Then he called the crowd to him along with his disciples and said, “Whoever wants to be my disciple must deny themselves and take up their cross and follow me. For whoever wants to save their life will lose it, but whoever loses their life for me and for the gospel will save it.”
— Mark 8:34–35

I have struggled with pride most of my life. Early on, it was because I was a good student. My pride took the immature form of a certain type of now-very-embarrassing thought along the lines of, “I’m better than you.” Thankfully, I never really said that. But even as I have worked spiritually for decades to elevate God to his rightful place in my mind and heart, and through confession to properly place myself near the bottom of the food chain, I find that pride is sneaky, and it shows up in subtle ways.

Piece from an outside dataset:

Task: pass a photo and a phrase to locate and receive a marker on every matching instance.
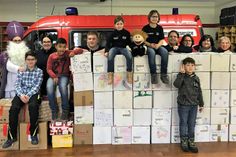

Throughout history, no one has been more deserving of elevating himself above everyone than Jesus. Yet, when faced with the opportunity, most significantly when he was being “led to the slaughter” (Isaiah 53:7), tried, convicted, and crucified, Jesus made no defense. He had ample opportunity to assert and save himself, but that was not Jesus’ way.

As I consider how my struggle with pride intersects with Jesus and following his way, releasing my rights — making them less important than my responsibilities and opportunities — has been significant. Strangely, there is nothing about Jesus that says, “I’m better than you,” despite the fact that he is. Instead, he humbly says, “I’m your servant, even unto death.” Jesus models the ultimate in humility, and anyone called to follow him is called to follow him into suffering in this way.

What does this look like? As I said, pride is sneaky and can show up in very subtle ways. When I get mad that someone cuts in front of me on the road or in the grocery store, in my heart of hearts, I know that it is because I feel disrespected. It is a humble act just to actually or metaphorically let someone get in front of me, whether it is technically their right or not. These days, I fear that we as a culture are too often focused on asserting our rights and voicing criticism almost every time we think it is deserved. We see it nowhere more than in the political realm, where most of us can agree that love and respect have been all but lost. Jesus never did any of this, and it is not what he calls his followers to.

Do nothing from selfish ambition or conceit, but in humility count others more significant than yourselves.
— Philippians 2:3

Is this suffering? That depends on how prideful we are to start with. Letting go of ourselves, denying ourselves of our rights, and extending grace to others can hurt at first. But as with anything inherently good and true, it bears good fruit. I have found myself feeling more and more free as I untether myself from insisting on my rights, and focusing instead on my role as a servant, following Jesus’ lead. It isn’t really suffering at all. Jesus has called us to freedom (Galatians 5:13), and through his own humble sacrifice and servanthood, he has shown us the way.